They call him “Stiggy.” It’s a term of endearment.
There were some less than endearing terms thrown around at Professor Jan Stiglitz’ retirement roast on Friday, March 27 at 98 Bottles. But it was all in good fun.
Stiglitz is stepping-down as co-director of the California Innocence Project, which he co-founded in 1999, but he remains a full-time professor. The program has led to the exoneration of 18 wrongfully convicted prisoners over the years.
Roaster after roaster let him have it, but many of them were overcome by emotion because of the positive impact Stiglitz had on their lives and careers.
In fact, some of his former students who roasted him the most wound up in tears, saying things like “you were so tough on us…but you made us better students, better people and kick-a*#% lawyers.”
Stiglitz is best-known for his work with the California Innocence Project, but is also famous for his Civil Procedure class, which was not for the faint of heart.
“He could smell fear and terror—then he’d hone in on it and attack,” said Gigi Barrows’06, a former student now practicing law in Houston.
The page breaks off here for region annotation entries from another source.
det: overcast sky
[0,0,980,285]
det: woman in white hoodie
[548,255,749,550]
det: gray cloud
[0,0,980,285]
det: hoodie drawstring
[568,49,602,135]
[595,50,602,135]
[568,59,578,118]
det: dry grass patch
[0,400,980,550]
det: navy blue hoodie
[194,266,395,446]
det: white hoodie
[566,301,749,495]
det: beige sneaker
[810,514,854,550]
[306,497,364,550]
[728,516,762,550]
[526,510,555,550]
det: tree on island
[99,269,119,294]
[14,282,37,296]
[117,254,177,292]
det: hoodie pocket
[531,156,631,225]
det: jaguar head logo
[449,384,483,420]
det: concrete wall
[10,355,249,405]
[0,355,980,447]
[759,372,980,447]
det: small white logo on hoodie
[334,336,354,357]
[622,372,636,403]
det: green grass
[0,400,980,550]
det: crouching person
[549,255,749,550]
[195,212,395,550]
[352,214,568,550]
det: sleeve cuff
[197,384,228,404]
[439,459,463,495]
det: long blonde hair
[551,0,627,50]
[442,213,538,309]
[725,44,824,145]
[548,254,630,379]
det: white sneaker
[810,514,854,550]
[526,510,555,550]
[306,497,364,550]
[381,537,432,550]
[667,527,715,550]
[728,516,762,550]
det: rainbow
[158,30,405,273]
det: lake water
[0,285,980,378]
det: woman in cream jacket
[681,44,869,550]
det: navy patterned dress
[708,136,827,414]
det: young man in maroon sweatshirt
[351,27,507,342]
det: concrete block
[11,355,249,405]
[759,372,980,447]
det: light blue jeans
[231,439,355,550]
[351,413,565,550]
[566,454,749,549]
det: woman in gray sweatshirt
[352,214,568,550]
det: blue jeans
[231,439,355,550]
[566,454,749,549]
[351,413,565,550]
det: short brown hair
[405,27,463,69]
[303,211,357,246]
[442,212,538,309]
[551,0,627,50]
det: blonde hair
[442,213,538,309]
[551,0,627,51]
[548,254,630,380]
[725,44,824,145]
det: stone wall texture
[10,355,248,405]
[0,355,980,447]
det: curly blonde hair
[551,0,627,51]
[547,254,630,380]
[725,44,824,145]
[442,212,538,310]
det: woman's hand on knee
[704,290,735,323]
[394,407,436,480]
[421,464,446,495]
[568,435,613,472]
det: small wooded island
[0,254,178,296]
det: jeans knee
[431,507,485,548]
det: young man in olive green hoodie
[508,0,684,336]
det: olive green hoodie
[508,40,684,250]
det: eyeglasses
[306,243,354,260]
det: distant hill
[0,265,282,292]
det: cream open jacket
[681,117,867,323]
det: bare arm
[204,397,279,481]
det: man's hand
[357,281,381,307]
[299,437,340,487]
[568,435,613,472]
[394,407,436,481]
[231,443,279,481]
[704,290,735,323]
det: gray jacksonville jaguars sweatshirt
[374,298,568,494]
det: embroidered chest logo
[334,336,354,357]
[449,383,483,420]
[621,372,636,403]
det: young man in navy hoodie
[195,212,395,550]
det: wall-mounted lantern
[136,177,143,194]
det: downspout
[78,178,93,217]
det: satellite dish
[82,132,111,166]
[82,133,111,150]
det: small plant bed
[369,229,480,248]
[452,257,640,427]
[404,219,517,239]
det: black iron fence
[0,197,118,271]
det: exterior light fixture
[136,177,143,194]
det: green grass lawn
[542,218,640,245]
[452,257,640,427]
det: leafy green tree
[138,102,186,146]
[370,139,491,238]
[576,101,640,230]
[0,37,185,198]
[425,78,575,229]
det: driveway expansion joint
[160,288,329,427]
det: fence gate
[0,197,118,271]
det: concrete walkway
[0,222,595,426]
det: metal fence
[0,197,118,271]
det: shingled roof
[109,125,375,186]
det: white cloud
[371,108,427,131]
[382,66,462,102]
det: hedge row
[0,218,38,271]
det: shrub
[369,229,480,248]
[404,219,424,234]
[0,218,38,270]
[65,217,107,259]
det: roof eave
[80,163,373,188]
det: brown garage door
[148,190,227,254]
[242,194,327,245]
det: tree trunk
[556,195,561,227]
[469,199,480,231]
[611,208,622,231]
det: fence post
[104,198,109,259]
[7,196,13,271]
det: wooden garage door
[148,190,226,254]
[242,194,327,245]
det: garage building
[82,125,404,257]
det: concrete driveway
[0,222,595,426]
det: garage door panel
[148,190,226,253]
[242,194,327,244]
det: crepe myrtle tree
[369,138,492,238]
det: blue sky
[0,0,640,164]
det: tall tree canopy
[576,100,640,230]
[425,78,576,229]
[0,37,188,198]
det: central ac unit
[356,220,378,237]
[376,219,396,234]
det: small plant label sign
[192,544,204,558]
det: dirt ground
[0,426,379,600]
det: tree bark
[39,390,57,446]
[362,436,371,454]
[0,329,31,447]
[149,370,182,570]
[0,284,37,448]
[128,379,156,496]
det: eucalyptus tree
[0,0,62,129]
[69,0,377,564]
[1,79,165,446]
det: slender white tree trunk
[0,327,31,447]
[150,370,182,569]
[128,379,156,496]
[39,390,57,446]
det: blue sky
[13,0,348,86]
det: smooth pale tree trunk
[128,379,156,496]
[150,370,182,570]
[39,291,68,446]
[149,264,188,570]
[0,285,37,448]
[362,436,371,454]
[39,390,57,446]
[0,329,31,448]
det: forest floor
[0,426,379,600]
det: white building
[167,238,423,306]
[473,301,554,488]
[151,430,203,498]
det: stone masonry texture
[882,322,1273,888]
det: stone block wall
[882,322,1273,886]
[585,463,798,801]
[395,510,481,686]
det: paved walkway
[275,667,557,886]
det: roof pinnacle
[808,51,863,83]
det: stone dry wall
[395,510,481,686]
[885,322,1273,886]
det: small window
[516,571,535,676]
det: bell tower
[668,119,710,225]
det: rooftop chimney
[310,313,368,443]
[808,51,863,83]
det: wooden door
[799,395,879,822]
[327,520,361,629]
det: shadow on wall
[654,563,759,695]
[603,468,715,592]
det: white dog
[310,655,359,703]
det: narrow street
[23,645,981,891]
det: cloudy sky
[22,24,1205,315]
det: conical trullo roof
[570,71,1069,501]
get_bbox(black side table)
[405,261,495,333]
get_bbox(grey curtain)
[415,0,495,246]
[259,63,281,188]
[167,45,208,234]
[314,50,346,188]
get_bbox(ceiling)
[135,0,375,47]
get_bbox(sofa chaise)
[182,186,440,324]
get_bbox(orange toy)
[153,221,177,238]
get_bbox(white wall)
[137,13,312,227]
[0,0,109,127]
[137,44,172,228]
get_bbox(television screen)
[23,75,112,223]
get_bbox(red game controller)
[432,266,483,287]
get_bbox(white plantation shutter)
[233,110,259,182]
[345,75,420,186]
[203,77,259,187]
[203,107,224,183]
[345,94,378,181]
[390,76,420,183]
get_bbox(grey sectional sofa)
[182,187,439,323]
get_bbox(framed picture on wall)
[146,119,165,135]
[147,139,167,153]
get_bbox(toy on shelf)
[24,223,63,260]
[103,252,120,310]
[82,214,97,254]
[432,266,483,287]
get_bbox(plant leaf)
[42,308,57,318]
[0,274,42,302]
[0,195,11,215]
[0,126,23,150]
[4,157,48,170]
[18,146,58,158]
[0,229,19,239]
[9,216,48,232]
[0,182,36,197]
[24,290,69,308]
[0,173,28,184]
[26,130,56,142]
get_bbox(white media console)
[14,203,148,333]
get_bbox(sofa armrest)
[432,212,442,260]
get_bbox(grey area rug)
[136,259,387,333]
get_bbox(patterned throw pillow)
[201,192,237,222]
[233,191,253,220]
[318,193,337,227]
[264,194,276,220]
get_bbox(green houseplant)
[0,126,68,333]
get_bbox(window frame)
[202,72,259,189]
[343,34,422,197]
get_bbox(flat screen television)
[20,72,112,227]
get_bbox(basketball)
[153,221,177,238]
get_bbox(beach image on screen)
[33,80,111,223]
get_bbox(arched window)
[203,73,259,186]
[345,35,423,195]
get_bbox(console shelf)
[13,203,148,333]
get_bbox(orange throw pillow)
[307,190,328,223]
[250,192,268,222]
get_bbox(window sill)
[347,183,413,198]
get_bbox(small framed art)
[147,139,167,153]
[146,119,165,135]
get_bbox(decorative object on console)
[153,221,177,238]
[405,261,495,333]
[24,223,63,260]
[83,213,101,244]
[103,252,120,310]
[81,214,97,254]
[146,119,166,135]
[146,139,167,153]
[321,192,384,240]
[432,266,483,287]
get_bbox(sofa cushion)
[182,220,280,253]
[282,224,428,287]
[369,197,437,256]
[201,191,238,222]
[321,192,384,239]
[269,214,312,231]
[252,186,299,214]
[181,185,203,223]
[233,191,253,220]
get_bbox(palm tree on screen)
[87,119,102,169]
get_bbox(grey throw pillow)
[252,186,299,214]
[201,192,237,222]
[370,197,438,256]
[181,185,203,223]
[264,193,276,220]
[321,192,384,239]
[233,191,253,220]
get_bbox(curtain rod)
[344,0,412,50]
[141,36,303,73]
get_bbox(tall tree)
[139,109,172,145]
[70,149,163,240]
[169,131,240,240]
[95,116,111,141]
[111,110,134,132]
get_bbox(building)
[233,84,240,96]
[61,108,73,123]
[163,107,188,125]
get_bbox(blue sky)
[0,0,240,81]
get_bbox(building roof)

But Barrows—like all of the roasters—is grateful to Stiglitz for helping her become the lawyer she is today.
California Innocence Project director and co-founder Justin Brooks reminded the audience of how Stiglitz would push them by saying things like “you’ll never be a lawyer.” Then Brooks asked, “how many of you are lawyers?” and hands shot up all over the room amid the cheers. “You were wrong,” said Brooks.
Stiglitz himself got a standing ovation when it was his turn to speak, saying, “You have given me more than I could have ever given you.”
“Stiggy”, who is truly loved, is now on sabbatical, and will be teaching at the law school for a few more years.